Abstract
This is a case report about benign metastasizing leiomyoma with multiple lymph node metastasis. A 34-year-old woman received an abdominal myomectomy for a suspicious leiomyoma. On the pathology report, atypical leiomyoma was suspected. Due to the suspicion of multiple lymph node metastasis on pelvis computed tomography (CT) 1 year after the operation, she was transferred to the Samsung Medical Center on October, 2009 for further work up. According to original slide review, it was determined to be a benign leiomyoma with a mitotic count <5/10 high-power fields, little cytological atypia and no tumor cell necrosis. Additional immunostaining was done. Multiple lymph node metastasis and a small lung nodule were identified on positron emission tomogarphy-CT and chest CT. Extensive debulking surgery and diagnostic video-assisted thoracoscopic surgery (VATS) wedge resection were subsequently done. Metastatic lesions were reported to have a histology similar to that of the original mass. VATS right upper lobectomy with mediastinal lymph node dissection was performed because of the pathology result of VATS (adenocarcinoma). She started taking an aromatase inhibitor (Letrozole®) and there was no evidence of recurrence of disease on an imaging study and no post-operative complications until recently.

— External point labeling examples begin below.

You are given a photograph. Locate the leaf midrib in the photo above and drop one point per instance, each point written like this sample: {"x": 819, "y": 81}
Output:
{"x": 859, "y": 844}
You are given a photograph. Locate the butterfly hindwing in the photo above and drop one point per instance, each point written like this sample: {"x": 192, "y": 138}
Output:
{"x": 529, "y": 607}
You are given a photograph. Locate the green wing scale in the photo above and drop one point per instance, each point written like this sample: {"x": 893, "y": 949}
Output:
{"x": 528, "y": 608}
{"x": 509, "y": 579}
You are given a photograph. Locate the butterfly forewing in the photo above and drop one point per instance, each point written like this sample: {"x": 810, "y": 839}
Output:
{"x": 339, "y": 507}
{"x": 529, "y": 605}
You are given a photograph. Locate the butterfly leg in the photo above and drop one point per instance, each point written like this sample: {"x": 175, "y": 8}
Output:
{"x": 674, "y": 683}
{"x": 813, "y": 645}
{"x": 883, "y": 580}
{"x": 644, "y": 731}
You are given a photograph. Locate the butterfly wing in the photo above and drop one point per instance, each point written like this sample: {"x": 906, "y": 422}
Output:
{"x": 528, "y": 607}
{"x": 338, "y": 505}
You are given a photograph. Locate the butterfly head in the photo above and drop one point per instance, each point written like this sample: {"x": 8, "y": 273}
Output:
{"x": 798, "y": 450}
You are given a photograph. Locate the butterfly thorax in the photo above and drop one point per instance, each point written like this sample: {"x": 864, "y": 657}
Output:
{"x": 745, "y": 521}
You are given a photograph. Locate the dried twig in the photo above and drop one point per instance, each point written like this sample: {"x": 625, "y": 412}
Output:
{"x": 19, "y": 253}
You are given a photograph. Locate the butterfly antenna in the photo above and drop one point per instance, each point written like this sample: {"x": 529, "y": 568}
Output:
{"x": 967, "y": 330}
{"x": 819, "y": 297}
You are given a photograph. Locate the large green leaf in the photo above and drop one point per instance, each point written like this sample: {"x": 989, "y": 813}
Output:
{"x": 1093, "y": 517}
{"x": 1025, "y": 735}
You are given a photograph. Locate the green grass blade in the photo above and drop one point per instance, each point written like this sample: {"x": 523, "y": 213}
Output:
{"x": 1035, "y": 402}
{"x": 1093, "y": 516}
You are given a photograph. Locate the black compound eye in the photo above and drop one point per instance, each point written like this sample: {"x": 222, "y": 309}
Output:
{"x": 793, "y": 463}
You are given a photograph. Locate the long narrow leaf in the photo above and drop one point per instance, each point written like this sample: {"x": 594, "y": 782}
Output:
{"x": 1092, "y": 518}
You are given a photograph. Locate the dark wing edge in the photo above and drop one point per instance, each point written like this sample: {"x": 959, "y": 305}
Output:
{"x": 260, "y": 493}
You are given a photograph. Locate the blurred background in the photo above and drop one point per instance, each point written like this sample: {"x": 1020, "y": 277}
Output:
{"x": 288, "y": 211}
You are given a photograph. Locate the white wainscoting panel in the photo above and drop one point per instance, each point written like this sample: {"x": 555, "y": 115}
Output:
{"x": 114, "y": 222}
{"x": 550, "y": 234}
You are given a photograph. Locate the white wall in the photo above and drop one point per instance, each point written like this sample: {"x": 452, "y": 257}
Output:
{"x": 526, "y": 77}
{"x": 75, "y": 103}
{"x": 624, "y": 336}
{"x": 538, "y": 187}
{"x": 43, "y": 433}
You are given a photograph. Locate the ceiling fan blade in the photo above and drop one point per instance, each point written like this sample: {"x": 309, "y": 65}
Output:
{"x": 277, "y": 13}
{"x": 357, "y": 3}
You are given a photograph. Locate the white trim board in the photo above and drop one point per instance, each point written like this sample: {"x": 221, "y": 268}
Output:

Uterine leiomyomas are the most common benign gynecological tumor of women of reproductive age. Rarely, it shows unusual growth patterns with associated extrauterine smooth muscle deposits that seem to be derived from a benign uterine leiomyoma (benign metastasizing leiomyoma, BML). Hendrickson and Kempson [1] defined BML as a muscle tumor in association with one or more smooth muscle tumors of the uterus and without evidence of any extrauterine primary site. The risk factors, related etiology and clinical behaviors have been poorly studied. Lung is known to be the most common metastatic site. Pulmonary metastases are usually detected by chest radiographs, years after hysterectomy [2]. Except for lung, the extrauterine sites that these tumors can localize to are skin, pelvis, abdomen, muscle, greater omentum, inferior vena cava, right atrium, brain and bones [3]. However, multiple metastases to lymph nodes in BML are rare and studies about prognosis and treatment of BML with multiple lymph node metastasis are few. Here, we report a case of multiple BML in the lymph nodes. Clinical considerations are discussed.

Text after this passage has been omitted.